Corinno Civetta Constr. Corp. v. City of New York, 67 N.Y.2d 300 (1986)
A contractual clause exculpating a contractee from liability for delay damages is enforceable unless the delays were (1) caused by bad faith, willful, malicious, or grossly negligent conduct; (2) uncontemplated; (3) so unreasonable as to constitute abandonment; or (4) a breach of a fundamental contract obligation.
Summary
This case clarifies the exceptions to the enforceability of “no-damage-for-delay” clauses in construction contracts. The New York Court of Appeals held that such clauses are generally valid but will not bar recovery for delays caused by the contractee’s bad faith, gross negligence, uncontemplated delays, abandonment of the contract, or breach of a fundamental obligation.

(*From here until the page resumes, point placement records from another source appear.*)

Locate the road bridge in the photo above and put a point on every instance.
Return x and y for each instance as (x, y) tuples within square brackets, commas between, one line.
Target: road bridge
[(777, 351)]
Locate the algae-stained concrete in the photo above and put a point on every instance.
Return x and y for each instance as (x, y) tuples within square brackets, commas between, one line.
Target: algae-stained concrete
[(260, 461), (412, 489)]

The court emphasized that uncontemplated delays are outside the scope of the exculpatory clause, reinforcing the concept of mutual assent and the contractor’s reasonable expectations at the time of contracting. The court applied these principles to four consolidated cases, affirming dismissal in two where the delays were contemplated or not attributable to the city’s fault, and reversing in two where the city failed to demonstrate that the delays were contemplated.
Facts
Four separate construction contracts with New York City were at issue. Corinno Civetta involved sewer reconstruction delayed by a street opening moratorium and subsurface conditions. Catapano concerned sewer construction delays in Queens. Honeywell involved installation of equipment in sewage treatment plants, delayed by wiring omissions and equipment incompatibility. Nab-Tern pertained to the Yankee Stadium reconstruction project.
Procedural History
In Corinno Civetta, the Appellate Division reversed the trial court’s denial of the city’s motion for summary judgment and dismissed the delay damages claim. In Catapano, the Appellate Division modified Special Term’s order, granting summary judgment to the city on the delay damages claim. In Honeywell, the Appellate Division reversed a jury verdict for Honeywell and dismissed the complaint. In Nab-Tern, the Appellate Division reversed Special Term and granted the city’s motion for summary judgment, dismissing the delay damages claim.
Issue(s)
1. Whether a “no-damage-for-delay” clause bars recovery for delays that were not within the contemplation of the parties when entering the contract.
2. Whether the City’s conduct in Honeywell was so unreasonable as to constitute abandonment or breach of contract, thus negating the exculpatory clause.
3. Whether claims for increased costs due to inefficiencies during the contract period in Catapano and Nab-Tern are distinct from delay damages and therefore not barred by the exculpatory clause.
Holding
1. Yes, because exculpatory clauses do not bar claims for uncontemplated delays since it cannot be presumed that the contractor bargained away rights to claim damages for unforeseen delays.
2. No, because Honeywell failed to establish that the city’s conduct was so unreasonable as to relinquish the contract with the intention of never resuming it, or that the city breached a fundamental contract obligation.
3. No, because all claims seeking compensation for increased costs, whether due to project delays or inefficiencies, are considered delay damages and are barred by the exculpatory clause.
Court’s Reasoning
The court reaffirmed the validity of “no-damage-for-delay” clauses but emphasized exceptions. Regarding uncontemplated delays, the court stated that exculpatory clauses encompass only reasonably foreseeable delays arising from the contractor’s work or mentioned in the contract. The court distinguished Kalisch-Jarcho, Inc. v City of New York, clarifying that its holding pertained to contemplated delays and did not abolish the exception for uncontemplated delays. As for abandonment or breach of contract, the court explained that the delays must be so unreasonable as to suggest relinquishment of the contract with no intention of resumption. Breach of contract must involve a fundamental, affirmative obligation expressly imposed on the contractee. The court dismissed the argument that inefficiencies during the contract period constituted a separate basis for recovery, holding that all increased costs are delay damages.
Applying these principles, the court found the delays in Corinno Civetta were contemplated because the contract warned of a street opening moratorium and the contractor assumed responsibility for unforeseen subsurface conditions. In Honeywell, the court found the delays were contemplated, given the contract’s coordination clauses and Honeywell’s own communications attributing delays to electrical contractors. The court emphasized that to avoid the exculpatory clause, delays must be “so great or so unreasonable that they may fairly be deemed equivalent to [its] abandonment of the contract” (People ex rel. Wells & Newton Co. v Craig, 232 NY 125, 144). In Catapano and Nab-Tern, the court found the city’s moving papers insufficient to demonstrate that the delays were contemplated, thus warranting denial of summary judgment.
The court quoted People ex rel. Wells & Newton Co. v Craig, 232 NY 125, 144, stating that, in certain limited circumstances, “the exculpatory clause may be avoided if the contractee causes delays which are ‘so great or so unreasonable that they may fairly be deemed equivalent to [its] abandonment of the contract’”.